Search code examples
pythonpytorchhuggingface-transformers

How do I check if a tokenizer/model is already saved


I am using HuggingFace Transformers with PyTorch. My modus operandi is to download a pre-trained model and save it in a local project folder.

While doing so, I can see that .bin file is saved locally, which stands for the model. However, I am also downloading and saving a tokenizer, for which I cannot see any associated file.

So, how do I check if a tokenizer is saved locally before downloading? Secondly, apart from the usual os.path.isfile(...) check, is there any other better way to prioritize local copy usage from a given location before downloading?


Solution

  • I've used this code in the past for this purpose. You can adapt it to your setting.
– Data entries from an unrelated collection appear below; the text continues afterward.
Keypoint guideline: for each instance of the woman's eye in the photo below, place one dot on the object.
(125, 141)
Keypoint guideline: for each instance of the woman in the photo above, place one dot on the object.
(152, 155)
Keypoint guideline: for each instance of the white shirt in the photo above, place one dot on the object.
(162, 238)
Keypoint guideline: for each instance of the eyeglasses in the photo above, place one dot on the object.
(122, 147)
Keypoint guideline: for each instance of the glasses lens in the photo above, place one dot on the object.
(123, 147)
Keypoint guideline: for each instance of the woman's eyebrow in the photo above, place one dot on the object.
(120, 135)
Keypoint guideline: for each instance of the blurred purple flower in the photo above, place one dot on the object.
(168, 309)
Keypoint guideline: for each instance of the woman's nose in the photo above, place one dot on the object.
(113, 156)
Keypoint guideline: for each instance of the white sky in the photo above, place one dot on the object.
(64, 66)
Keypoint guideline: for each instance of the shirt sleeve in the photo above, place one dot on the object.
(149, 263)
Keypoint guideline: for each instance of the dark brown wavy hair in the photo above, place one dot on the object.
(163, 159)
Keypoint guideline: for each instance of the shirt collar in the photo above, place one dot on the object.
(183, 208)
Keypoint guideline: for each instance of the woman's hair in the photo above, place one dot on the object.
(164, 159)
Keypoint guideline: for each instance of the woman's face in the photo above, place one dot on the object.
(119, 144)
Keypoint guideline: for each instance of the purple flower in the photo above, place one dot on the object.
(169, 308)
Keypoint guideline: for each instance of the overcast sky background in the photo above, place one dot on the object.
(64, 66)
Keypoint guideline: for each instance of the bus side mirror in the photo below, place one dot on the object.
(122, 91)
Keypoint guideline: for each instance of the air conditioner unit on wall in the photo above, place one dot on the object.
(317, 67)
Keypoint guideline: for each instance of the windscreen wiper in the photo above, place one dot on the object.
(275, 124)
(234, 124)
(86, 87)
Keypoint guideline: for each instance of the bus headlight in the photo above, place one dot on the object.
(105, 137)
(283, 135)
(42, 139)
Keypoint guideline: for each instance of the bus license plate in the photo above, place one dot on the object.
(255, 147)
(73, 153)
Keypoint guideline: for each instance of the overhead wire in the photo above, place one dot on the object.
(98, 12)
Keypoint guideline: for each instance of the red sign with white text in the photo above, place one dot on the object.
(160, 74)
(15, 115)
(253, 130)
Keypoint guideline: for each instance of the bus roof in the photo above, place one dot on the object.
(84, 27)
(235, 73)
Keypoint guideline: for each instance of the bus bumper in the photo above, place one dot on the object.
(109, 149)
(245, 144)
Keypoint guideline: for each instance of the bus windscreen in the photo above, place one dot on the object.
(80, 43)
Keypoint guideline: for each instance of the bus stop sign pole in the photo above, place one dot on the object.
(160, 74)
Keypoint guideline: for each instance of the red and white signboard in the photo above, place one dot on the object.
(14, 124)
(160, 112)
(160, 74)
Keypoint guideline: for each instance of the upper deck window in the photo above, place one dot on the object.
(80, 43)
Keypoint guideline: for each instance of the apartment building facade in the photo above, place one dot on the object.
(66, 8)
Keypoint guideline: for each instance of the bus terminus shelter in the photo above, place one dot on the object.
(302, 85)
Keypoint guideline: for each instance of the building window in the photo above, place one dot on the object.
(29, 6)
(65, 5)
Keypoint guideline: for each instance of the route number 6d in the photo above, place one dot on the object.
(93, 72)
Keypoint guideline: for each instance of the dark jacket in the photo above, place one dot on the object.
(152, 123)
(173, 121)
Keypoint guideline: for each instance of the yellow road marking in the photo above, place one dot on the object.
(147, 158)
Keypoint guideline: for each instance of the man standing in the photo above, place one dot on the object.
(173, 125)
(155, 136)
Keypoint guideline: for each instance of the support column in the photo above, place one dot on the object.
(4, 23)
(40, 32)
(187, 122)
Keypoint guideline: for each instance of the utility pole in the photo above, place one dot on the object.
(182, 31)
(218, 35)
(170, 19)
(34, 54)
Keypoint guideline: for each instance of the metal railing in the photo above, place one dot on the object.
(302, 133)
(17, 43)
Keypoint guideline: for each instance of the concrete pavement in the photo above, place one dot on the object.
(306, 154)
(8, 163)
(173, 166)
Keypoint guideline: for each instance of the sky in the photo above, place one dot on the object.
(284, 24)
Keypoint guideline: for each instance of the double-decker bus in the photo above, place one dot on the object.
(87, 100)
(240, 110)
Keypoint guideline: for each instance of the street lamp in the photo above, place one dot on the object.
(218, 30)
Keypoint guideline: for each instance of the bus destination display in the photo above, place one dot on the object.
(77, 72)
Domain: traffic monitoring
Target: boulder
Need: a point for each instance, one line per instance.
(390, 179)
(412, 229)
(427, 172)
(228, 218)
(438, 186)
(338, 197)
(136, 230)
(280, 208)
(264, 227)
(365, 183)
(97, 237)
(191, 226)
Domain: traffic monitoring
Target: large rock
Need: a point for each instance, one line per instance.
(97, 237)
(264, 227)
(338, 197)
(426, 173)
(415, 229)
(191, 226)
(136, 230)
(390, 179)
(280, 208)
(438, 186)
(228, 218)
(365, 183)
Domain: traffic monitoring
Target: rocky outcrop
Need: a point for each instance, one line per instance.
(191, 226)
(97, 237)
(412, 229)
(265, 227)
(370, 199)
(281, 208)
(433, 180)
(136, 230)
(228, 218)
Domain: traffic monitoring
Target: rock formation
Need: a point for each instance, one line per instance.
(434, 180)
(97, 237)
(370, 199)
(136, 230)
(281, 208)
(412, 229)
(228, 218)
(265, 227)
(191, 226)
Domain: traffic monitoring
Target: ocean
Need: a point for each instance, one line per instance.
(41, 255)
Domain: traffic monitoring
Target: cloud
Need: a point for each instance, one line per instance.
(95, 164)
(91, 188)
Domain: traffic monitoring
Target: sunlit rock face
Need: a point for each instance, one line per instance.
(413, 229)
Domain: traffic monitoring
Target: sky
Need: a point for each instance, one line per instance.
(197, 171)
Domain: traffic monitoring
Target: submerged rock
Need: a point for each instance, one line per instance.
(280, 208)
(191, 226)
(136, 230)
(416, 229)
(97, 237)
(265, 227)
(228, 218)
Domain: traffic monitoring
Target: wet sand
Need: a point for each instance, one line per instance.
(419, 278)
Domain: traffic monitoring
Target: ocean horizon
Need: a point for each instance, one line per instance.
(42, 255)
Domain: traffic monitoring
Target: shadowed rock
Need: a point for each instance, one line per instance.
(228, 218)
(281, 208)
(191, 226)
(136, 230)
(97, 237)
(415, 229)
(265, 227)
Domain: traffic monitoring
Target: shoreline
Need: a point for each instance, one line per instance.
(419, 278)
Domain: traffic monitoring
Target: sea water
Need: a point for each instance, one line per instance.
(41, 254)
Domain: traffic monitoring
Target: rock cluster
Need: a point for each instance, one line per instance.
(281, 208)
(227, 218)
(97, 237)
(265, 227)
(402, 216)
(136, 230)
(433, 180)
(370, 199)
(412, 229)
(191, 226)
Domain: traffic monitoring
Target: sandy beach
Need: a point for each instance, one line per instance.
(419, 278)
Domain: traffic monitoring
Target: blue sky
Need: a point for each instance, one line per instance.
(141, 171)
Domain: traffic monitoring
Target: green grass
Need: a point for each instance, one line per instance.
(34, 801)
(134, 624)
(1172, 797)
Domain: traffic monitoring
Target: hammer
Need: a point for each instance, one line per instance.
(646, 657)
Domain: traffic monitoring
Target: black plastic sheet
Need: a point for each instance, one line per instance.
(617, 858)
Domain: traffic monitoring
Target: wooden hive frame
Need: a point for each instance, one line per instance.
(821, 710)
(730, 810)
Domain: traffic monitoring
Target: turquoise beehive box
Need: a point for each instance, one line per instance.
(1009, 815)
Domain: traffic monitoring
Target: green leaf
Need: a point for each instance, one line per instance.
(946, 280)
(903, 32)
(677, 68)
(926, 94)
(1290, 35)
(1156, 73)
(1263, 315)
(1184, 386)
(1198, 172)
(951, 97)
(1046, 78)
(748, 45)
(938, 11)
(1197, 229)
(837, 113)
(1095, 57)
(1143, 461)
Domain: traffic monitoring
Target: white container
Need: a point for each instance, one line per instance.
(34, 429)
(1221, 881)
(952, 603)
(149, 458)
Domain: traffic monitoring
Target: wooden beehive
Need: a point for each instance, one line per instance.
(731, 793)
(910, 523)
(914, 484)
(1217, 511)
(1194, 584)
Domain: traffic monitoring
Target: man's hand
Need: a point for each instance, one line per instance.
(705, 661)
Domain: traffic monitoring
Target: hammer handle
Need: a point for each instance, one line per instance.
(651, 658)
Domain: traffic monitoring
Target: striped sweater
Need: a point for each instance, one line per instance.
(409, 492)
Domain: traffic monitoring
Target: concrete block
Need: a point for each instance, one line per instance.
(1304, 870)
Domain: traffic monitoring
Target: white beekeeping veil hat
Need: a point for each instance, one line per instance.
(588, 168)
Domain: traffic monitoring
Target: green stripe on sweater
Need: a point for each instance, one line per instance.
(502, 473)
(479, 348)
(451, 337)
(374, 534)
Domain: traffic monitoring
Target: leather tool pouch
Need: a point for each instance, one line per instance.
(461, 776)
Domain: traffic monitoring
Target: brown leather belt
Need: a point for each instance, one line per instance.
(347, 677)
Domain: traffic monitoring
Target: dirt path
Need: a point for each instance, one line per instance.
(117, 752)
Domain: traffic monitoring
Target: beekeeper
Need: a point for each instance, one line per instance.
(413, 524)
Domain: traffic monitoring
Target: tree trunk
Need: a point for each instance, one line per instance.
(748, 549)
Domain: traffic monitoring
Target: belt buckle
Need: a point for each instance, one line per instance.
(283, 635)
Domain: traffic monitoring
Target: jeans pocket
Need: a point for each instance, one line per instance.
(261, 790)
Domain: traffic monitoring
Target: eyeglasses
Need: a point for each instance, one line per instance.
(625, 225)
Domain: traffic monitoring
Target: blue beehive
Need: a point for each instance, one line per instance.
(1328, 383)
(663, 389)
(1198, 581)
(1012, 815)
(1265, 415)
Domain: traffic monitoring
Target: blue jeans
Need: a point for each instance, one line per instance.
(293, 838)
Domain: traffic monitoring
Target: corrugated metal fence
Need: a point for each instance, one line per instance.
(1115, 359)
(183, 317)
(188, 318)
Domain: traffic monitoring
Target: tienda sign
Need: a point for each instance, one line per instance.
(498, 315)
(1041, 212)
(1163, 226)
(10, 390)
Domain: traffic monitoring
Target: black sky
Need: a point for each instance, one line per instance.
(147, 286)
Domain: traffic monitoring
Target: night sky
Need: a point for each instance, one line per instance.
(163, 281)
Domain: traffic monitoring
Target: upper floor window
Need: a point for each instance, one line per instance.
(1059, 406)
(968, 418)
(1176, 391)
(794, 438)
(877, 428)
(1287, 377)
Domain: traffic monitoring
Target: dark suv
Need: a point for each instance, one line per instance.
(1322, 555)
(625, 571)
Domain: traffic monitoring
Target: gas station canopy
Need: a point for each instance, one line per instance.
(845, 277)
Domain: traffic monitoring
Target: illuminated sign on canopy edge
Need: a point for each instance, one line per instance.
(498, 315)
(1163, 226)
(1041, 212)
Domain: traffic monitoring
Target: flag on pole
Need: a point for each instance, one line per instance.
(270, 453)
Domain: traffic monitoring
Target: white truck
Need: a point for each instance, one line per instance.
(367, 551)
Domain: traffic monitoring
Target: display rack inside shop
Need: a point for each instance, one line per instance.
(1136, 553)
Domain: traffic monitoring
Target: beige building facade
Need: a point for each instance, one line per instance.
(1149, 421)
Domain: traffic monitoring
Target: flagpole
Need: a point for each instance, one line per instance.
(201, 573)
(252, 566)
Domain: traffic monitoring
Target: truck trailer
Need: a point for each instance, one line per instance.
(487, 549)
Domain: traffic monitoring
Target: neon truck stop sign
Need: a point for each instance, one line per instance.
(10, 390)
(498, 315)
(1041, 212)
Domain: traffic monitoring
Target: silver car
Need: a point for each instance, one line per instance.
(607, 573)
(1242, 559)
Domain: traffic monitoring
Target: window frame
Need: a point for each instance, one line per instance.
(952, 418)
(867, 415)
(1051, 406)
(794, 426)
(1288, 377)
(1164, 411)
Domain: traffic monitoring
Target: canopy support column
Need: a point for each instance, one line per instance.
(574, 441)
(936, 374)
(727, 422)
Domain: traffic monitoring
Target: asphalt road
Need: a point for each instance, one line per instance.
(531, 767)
    from tokenizers import BertWordPieceTokenizer
    import urllib
    from transformers import AutoTokenizer
    
    def download_vocab_files_for_tokenizer(tokenizer, model_type, output_path, vocab_exist_bool=False):
        vocab_files_map = tokenizer.pretrained_vocab_files_map
        vocab_files = {}
        for resource in vocab_files_map.keys():
            download_location = vocab_files_map[resource][model_type]
            f_path = os.path.join(output_path, os.path.basename(download_location))
            if vocab_exist_bool != True:
                urllib.request.urlretrieve(download_location, f_path)
            vocab_files[resource] = f_path
        return vocab_files
    
    model_type = 'bert-base-uncased'
    #initialized tokenizer
    tokenizer = AutoTokenizer.from_pretrained(model_type)
    #will do this part later
    
    #retrieve vocab file if it's not there
    output_path = os.getcwd()+'/vocab_files/'
    vocab_file_name = 'bert-base-uncased-vocab.txt'
    vocab_exist_bool = os.path.exists(output_path + vocab_file_name)
    
    #get vocab files
    vocab_files = download_vocab_files_for_tokenizer(tokenizer, model_type, output_path, vocab_exist_bool=vocab_exist_bool)